Team Lead · Strategy Basics: Competitive Map

Diagnose a KPI Drop in One Session: Competitive Map

Pinpoint root cause fast. Use a competitive map to find where you lost.

Who This Helps

You’re a team lead who needs to scale a repeatable analytics routine. When a key KPI drops, you want one focused session to find the root cause—not a week of digging. The Strategy Basics: Competitive Map course gives you a practical framework to do exactly that.

Mini Case

Aisha, a team lead at a SaaS company, saw her trial-to-paid conversion drop from 22% to 10% in 7 days. Instead of panic, she ran one 90-minute session with her team using a competitive map. She compared her onboarding flow against two top competitors. The root cause? A missing step in her customer segment wedge—users from a new segment didn’t see value fast enough. She fixed it in 3 days, and conversion climbed back to 18%.

Do This Now (5 Steps)

  1. Grab your KPI data for the last 30 days. Look for the biggest drop. Pick one metric to diagnose.
  2. Map your current process. Write down the steps a customer takes before that KPI matters. Keep it to 5-7 steps.
  3. List your top 3 competitors. Use the competitor set mission from the course. Don’t list every logo—just the ones that win in your space.
  4. Compare step by step. For each step, note where you win or lose against each competitor. Be honest. Use evidence, not guesses.
  5. Pick one gap to fix. Choose the step where you lose the most.

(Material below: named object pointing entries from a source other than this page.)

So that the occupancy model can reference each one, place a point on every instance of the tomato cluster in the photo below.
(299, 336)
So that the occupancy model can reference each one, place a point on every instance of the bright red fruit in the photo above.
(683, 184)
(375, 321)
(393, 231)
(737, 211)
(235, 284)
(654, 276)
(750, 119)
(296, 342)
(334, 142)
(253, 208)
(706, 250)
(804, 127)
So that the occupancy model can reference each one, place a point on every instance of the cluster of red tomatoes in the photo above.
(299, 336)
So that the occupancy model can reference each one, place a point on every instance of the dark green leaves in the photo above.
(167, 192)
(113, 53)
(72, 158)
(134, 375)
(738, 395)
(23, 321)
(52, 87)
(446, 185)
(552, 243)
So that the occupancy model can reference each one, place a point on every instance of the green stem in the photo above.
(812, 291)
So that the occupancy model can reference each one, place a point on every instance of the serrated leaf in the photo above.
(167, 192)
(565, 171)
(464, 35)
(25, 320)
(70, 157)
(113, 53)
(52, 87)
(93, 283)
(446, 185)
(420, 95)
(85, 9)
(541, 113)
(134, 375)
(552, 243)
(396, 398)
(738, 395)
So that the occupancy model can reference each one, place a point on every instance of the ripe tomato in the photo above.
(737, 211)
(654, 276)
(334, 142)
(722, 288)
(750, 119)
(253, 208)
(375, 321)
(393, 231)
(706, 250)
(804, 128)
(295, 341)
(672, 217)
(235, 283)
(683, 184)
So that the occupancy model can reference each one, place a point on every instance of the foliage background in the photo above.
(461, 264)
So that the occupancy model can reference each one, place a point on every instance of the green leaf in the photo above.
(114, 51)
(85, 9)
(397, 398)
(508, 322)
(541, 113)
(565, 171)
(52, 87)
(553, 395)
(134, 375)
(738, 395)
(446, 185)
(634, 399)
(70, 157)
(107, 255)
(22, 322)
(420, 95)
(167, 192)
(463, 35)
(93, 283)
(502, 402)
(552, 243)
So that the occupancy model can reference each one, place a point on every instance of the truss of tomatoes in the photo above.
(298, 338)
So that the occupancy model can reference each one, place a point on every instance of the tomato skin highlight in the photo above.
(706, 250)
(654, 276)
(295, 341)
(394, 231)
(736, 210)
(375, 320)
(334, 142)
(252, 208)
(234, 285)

That’s your root cause. Plan a fix this week.

Avoid These Traps

  • Don’t blame the data. A KPI drop is a signal, not a verdict. Look at the process, not the people.
  • Don’t compare to everyone. Too many competitors blur the picture. Stick to 3 that matter.
  • Don’t skip the evidence. A hunch is not a root cause. Use real numbers from your analytics.
  • Don’t try to fix everything. One gap, one fix. You’ll see results faster.

Your Win by Friday

By Friday, you’ll have one clear root cause for your KPI drop. You’ll know exactly where you lost and what move to make next. That’s the power of a focused competitive map session. And hey, you’ll also impress your boss with a clean one-pager—no all-nighters needed.